In the embodiment, the RDF data store is at a server location and is accessible via a network connection such as the Internet. In an alternative, the RDF data store and the RDF Interface are located on the same local network and communicate via the internal LAN. In a yet further embodiment, the RDF interface and RDF data store are located on the same apparatus and communicate via the system bus.
In the embodiment, the spreadsheet interface supported four different types of cells. In a modification, a fifth type of cell is supported. The schema cell represents a collection of objects for a given class, similar to a database relation. It has a RDF class and a RDF number of properties. A schema cell represents a special type of query, in which every tuple value corresponds to a triple in the RDF data store. This means that schemas are update-able.
In the embodiment, the spreadsheet interface allocates memory to each cell in order to store content. In an alternative, the spreadsheet interface manages a central memory area for storing content and each cell is associated with a pointer to the content storage area.

Claims

1. A method of accessing a data store containing data represented as data triples, in response to a query submitted via a grid based user interface having a plurality of cells, the method comprising the steps of:

receiving from a first cell, a query for information stored in said data store;

submitting said query to said data store; and

in a case where the query returns more than one result, storing the entire set of results into said first cell such that each of the results in the set is individually addressable.

2. A method according to claim 1, wherein the query contains at least one reference to at least one other cell in the grid based interface, the method further comprising, prior to submitting said query to the data store:

determining the value of the at least one referenced cell, for each reference in the query; and

replacing each references in the received query with the respective determined value.

3. A method according to claim 2, wherein when the at least one reference is to a second reference cell, the determining step comprises:

extracting row and column data from the reference cell to determine the location and value of the cell being referenced by the second reference cell.

4. A method according to claim 1, wherein when the referenced cell is multi-valued, the determining step comprises:

extracting row, column and depth data from the reference cell to determine the location and value of the cell being referenced in the query.

5. A method according to claim 1, wherein when the referenced cell contains at least two variables, the determining step comprises:

extracting row, column, variable and depth data from the reference cell to determine the location, variable and value of the cell being referenced in the query.
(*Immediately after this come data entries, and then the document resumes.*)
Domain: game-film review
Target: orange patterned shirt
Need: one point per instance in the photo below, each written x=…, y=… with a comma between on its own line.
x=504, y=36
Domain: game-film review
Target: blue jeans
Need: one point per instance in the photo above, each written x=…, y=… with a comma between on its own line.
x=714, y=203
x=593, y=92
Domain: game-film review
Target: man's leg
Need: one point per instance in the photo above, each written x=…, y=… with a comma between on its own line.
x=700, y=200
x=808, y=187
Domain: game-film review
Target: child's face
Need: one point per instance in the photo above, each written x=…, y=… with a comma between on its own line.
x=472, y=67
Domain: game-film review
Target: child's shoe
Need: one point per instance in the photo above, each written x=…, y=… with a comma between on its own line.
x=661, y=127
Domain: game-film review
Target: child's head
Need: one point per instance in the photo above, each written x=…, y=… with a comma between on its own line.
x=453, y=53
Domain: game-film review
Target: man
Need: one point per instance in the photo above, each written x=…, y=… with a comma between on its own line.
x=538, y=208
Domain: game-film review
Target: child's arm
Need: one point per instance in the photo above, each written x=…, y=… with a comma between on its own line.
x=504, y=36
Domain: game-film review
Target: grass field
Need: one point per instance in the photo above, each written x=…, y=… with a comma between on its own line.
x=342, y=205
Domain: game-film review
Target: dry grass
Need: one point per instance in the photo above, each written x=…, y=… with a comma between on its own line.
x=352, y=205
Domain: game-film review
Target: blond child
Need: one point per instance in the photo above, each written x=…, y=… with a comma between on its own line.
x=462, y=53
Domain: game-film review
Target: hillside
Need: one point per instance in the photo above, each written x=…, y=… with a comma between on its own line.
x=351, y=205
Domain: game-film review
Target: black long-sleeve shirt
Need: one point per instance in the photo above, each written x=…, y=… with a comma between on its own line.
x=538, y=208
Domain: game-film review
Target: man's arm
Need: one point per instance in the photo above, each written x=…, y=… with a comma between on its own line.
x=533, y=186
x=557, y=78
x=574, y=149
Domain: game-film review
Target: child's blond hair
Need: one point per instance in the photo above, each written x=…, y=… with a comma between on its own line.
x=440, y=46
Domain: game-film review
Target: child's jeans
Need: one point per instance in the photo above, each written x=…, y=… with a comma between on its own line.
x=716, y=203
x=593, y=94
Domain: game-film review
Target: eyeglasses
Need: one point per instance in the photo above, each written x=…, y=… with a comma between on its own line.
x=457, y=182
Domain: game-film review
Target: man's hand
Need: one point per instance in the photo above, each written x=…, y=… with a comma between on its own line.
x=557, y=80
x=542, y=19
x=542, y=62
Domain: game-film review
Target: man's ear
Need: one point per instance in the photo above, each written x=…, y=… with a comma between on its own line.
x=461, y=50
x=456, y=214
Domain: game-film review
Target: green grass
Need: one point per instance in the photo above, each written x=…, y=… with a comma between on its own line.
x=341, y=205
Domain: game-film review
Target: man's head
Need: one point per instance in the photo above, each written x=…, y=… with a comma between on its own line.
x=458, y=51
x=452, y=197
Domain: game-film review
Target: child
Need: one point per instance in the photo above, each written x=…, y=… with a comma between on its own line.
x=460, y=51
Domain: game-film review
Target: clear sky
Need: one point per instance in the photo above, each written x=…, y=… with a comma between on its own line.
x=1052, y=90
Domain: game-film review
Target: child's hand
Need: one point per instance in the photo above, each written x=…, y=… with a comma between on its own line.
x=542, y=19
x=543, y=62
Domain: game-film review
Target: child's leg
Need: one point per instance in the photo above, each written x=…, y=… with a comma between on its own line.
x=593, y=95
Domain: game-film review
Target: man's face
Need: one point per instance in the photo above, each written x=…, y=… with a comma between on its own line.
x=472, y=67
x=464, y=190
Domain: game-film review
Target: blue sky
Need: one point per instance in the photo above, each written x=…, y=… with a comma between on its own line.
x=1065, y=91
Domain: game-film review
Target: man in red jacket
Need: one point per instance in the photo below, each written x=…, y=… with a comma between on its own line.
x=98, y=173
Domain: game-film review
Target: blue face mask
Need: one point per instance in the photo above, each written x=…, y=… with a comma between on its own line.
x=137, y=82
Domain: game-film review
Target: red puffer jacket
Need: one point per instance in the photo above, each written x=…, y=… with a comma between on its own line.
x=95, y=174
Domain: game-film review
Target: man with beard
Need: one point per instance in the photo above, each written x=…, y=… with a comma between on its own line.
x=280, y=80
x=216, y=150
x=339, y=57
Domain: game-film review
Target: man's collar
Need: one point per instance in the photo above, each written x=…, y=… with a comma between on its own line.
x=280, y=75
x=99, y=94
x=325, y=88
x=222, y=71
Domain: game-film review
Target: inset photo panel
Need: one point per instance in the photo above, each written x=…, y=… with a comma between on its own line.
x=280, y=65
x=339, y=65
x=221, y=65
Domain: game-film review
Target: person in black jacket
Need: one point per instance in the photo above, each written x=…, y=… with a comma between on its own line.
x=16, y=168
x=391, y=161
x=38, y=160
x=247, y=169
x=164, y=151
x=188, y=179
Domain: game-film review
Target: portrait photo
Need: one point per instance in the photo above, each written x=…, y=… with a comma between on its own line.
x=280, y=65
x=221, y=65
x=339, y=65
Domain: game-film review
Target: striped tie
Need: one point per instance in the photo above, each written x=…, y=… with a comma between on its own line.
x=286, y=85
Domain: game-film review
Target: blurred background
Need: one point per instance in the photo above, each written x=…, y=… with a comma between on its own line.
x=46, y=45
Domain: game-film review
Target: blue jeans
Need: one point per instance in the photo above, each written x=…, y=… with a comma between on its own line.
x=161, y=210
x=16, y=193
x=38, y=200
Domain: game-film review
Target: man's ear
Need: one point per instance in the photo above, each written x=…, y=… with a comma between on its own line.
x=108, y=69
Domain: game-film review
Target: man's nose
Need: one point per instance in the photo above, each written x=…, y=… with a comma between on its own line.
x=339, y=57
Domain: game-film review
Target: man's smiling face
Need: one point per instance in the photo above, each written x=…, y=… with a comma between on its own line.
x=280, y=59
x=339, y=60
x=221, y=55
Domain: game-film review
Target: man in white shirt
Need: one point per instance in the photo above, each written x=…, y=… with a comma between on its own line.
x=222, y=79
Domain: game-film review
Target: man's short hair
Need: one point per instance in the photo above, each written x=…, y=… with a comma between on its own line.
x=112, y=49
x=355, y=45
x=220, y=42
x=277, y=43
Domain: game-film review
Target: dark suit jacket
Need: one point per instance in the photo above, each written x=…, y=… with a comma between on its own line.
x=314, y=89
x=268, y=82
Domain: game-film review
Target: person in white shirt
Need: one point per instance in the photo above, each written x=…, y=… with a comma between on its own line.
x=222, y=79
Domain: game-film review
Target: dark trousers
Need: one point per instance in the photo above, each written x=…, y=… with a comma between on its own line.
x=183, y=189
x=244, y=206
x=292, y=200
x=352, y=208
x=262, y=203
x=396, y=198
6. A method according to claim 1, wherein the query is a SPARQL query, and the data store is a Resource Description Framework data store.

7. A method according to claim 1, wherein each cell is associated with a respective first storage area for receiving user data and a second storage area for storing the result of processing said user data

8. Apparatus for accessing a data store containing data represented as data triples, in response to a query submitted via a grid based user interface having a plurality of cells, the apparatus comprising:

a receiver for receiving from a first cell, a query for information stored in said data store;

means for sending said query to said data store; and

means for storing the entire set of results into said first cell in a case where the query returns more than one result, wherein each of the results in the set is individually addressable.

9. Apparatus according to claim 8, wherein the query contains at least one reference to at least one other cell in the grid based interface, the apparatus further comprising:

means for determining the value of the at least one referenced cell, for each reference in the query; and

means for replacing each of the references in the received query with the respective determined value.